The company had filed for bankruptcy protection in May and announced plans to close 23 locations last week. Now, as part of its bankruptcy proceedings, the restaurant chain will remain independent and will be acquired by a new company by the end of September.
“This is a great day for Red Lobster,” said Damola Adamolekun, the company’s new CEO.
According to the announcement, Red Lobster Management LLC and its indirect operating subsidiaries will be acquired by RL Investor Holdings LLC, which is an entity of Fortress Investment Group LLC and co-investors Blue Torch and TCW Private Credit.
Adamolekun will begin his first day as CEO after the company’s acquisition is complete, which is when current CEO Jonathan Tibus will step down and leave the company.
“I’m proud of what Red Lobster has achieved during this restructuring—the Company will emerge from Chapter 11 stronger financially and operationally, and with new backers who are resolutely focused on investment and growth,” Tibus said in the announcement.
The 56-year-old company will continue to operate its 544 locations in 44 U.S. states and four Canadian provinces.
Adamolekun said that with the help of new investors, Red Lobster has a “comprehensive” and long-term investment plan, including a $60 million commitment in new funding, which will “reinvigorate” the company under the new leadership while keeping the “best of its history.”
The announcement states the chain employs more than 30,000 team members throughout the United States and Canada.
Headquartered in Orlando, Florida, the company claims to be the world’s largest and most-loved seafood restaurant company.

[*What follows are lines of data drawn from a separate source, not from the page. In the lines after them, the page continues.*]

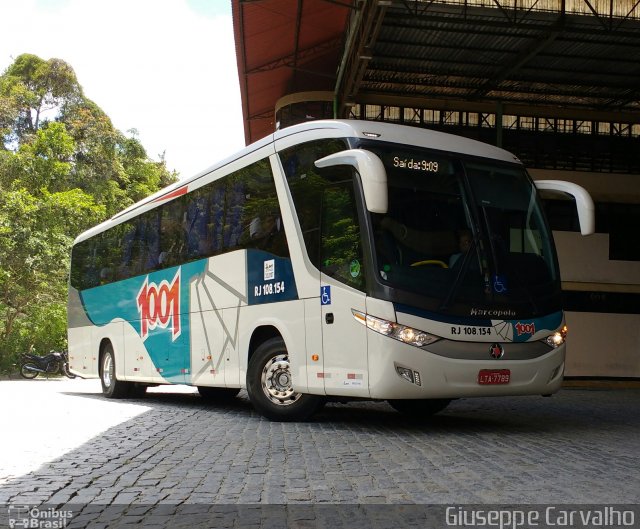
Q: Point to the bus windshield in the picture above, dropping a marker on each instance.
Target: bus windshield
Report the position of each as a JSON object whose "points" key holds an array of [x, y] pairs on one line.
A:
{"points": [[464, 232]]}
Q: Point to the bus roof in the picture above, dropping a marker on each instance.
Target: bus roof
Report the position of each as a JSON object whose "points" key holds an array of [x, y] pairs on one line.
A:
{"points": [[387, 132]]}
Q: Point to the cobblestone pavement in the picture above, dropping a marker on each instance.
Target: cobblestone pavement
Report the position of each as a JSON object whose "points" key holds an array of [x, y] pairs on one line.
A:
{"points": [[581, 446]]}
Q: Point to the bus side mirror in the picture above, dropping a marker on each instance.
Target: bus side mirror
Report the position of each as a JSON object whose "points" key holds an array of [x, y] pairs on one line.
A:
{"points": [[372, 173], [584, 203]]}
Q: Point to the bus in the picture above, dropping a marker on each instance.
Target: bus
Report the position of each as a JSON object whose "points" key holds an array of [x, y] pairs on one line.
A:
{"points": [[333, 260]]}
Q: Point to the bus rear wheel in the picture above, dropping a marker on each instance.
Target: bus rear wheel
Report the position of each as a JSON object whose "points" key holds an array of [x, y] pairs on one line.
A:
{"points": [[270, 386], [112, 388], [419, 407]]}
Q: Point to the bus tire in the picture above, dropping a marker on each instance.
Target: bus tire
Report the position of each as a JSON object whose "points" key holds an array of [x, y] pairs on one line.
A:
{"points": [[217, 394], [419, 407], [112, 388], [270, 388]]}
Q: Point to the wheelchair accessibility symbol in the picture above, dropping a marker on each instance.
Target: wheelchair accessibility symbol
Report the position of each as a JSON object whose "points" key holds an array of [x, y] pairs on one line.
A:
{"points": [[325, 295]]}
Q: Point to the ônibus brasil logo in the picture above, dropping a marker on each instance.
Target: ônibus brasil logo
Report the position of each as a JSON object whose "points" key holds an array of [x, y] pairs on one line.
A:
{"points": [[159, 306]]}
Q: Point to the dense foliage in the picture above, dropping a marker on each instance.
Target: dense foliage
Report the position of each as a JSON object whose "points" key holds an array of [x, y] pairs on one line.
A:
{"points": [[63, 168]]}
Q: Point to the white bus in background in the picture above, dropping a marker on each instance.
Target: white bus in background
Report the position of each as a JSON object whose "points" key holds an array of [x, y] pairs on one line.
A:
{"points": [[600, 275], [334, 259]]}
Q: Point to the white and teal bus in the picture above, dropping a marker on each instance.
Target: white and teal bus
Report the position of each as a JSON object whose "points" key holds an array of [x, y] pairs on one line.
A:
{"points": [[330, 260]]}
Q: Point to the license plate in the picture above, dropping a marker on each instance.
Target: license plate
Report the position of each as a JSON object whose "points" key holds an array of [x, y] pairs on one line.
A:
{"points": [[494, 377]]}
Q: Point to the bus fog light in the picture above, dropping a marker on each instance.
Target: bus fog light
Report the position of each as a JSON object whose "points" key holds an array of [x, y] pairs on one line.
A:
{"points": [[409, 375]]}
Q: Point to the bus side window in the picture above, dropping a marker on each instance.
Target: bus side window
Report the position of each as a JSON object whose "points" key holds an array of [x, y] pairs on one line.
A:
{"points": [[341, 251]]}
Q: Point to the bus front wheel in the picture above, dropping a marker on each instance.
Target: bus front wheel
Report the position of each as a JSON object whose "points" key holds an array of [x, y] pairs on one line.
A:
{"points": [[112, 388], [270, 387]]}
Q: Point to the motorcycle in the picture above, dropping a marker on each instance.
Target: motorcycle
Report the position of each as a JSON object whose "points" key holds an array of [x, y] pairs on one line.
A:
{"points": [[31, 365]]}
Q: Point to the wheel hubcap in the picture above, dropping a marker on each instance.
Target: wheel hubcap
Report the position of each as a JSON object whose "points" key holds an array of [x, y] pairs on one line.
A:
{"points": [[107, 368], [276, 381]]}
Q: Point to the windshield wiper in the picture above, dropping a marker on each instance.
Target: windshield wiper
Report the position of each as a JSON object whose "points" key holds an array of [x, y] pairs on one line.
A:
{"points": [[466, 260]]}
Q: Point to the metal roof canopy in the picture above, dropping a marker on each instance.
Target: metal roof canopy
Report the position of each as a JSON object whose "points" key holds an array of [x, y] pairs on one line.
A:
{"points": [[282, 47], [577, 59]]}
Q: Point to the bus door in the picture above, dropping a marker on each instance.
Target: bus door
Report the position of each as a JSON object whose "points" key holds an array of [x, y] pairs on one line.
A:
{"points": [[344, 339]]}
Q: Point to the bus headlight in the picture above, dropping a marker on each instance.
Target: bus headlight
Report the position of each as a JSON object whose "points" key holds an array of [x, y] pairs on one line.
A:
{"points": [[557, 338], [394, 330]]}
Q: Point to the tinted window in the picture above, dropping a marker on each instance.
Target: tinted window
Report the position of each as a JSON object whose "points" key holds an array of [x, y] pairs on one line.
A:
{"points": [[237, 212], [307, 184]]}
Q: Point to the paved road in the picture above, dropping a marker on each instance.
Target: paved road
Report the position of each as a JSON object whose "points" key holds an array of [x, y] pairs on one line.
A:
{"points": [[63, 443]]}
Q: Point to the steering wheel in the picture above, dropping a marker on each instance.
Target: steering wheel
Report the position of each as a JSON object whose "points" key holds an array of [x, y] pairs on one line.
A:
{"points": [[434, 262]]}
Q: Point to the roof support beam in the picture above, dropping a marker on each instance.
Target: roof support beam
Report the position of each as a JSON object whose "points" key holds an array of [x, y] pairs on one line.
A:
{"points": [[365, 26], [523, 58], [511, 109]]}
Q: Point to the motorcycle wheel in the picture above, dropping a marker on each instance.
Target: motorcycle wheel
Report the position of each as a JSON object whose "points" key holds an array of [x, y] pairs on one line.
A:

When the bankruptcy was first announced in May, court documents showed that the company had already closed nearly 100 locations.
The locations were “deemed to be non-performing because of rent costs and/or financial performance, such that operating those stores was deemed to be financially burdensome to the rest of the company,” the initial bankruptcy filings stated.
The company said it had struggled with rising lease and labor costs and that one promotion, the all-you-can-eat shrimp deal, contributed to millions in losses after it overwhelmed restaurants.
According to the May bankruptcy petition, signed by Tibus, who became CEO in March, the seafood chain estimated its liabilities and assets at $1 billion to $10 billion, with an estimated 100,000-plus creditors.
A motion was filed on Aug. 22 in the U.S. Bankruptcy Court for the Middle District of Florida seeking court approval to reject the leases of 23 locations throughout 15 states, including those in Minnesota, Virginia, New York, Indiana, Illinois, Arizona, Florida, South Carolina, Georgia, Colorado, North Carolina, California, Arkansas, Ohio, and Missouri.
Red Lobster said at the time that the locations would be vacated by Aug. 31 and that the closures were necessary.
“The Debtors have determined that continued performance under the Rejected Leases would constitute an unnecessary drain upon the financial resources of Debtors’ cash,” the company said in its court filing.
NTD reached out to Red Lobster for the status of those locations but did not receive a response by publication time.